Dans ce contexte, Eusse a dénoncé la « détention arbitraire et la disparition forcée temporaire » de l'Aragua, Nelson Torrealba et Roberto Campero, qui « restent à l'interruption sans accès aux garanties de procédure de base ».
Eusse a également remis en question les accusations publiques « faites à partir des plus hauts cas de pouvoir » contre les personnalités de gauche, avertissant qu'il s'agit « de matrices de criminalisation qui cherchent à justifier d'éventuelles actions répressives contre les organisations et les personnalités de gauche qui ne replient pas la politique officielle ».

Pour cette raison, le PCV a appelé les « forces révolutionnaires, démocratiques et progressistes de l'Amérique latine et du monde » à rester vigilants à ce qu'ils décrivent comme « une nouvelle attaque contre les droits de l'homme, le syndicalisme et la dissidence politique au Venezuela ».
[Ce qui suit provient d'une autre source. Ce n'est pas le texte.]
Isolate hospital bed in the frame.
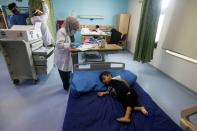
[63,62,182,131]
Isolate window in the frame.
[155,0,169,43]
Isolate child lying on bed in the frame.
[97,71,148,123]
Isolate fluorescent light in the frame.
[166,50,197,64]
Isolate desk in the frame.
[71,44,123,53]
[81,31,111,43]
[71,44,123,64]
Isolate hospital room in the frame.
[0,0,197,131]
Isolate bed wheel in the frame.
[33,79,40,84]
[13,79,20,85]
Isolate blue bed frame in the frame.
[63,63,182,131]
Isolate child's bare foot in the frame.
[116,117,131,123]
[141,106,148,116]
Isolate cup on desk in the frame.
[99,40,106,48]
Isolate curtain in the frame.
[28,0,56,40]
[134,0,161,63]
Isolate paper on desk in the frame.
[77,44,94,51]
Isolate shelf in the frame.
[79,15,104,19]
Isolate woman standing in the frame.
[54,17,79,91]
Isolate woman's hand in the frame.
[64,45,71,50]
[97,92,105,96]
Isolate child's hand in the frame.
[97,92,104,96]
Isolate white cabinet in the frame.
[117,14,130,34]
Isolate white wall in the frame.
[128,0,197,93]
[127,0,142,53]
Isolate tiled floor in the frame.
[0,52,197,131]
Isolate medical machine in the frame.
[0,25,54,84]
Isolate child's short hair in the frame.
[96,25,99,29]
[8,2,16,11]
[99,71,112,82]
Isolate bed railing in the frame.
[74,62,125,71]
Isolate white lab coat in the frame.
[54,27,73,71]
[31,2,54,46]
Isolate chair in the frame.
[110,28,122,44]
Le 11 août, Maduro a déclaré que les États-Unis ont plusieurs ONG qui sont présentées comme de gauche et des chavistas dans le pays pour « se laver le visage » « terroristes », qu'il était responsable de la « destruction » après les 28 juillet 2024.
Lundi, le président a accusé la Fondation Rosa Luxembourg, basée en Allemagne, pour financer des personnes qui se sont retrouvées ou qui, selon lui, prétendent être «attaquer son régime de l'intérieur».
Maduro a indiqué que, selon les « dernières découvertes », il existe des groupes d ' »infiltrats » qui ont été « des années simulant être des chavistas ». Il a ajouté qu'il y a une enquête sur le « développement complet » et c'est pourquoi il ne peut pas offrir plus de détails sur l'affaire.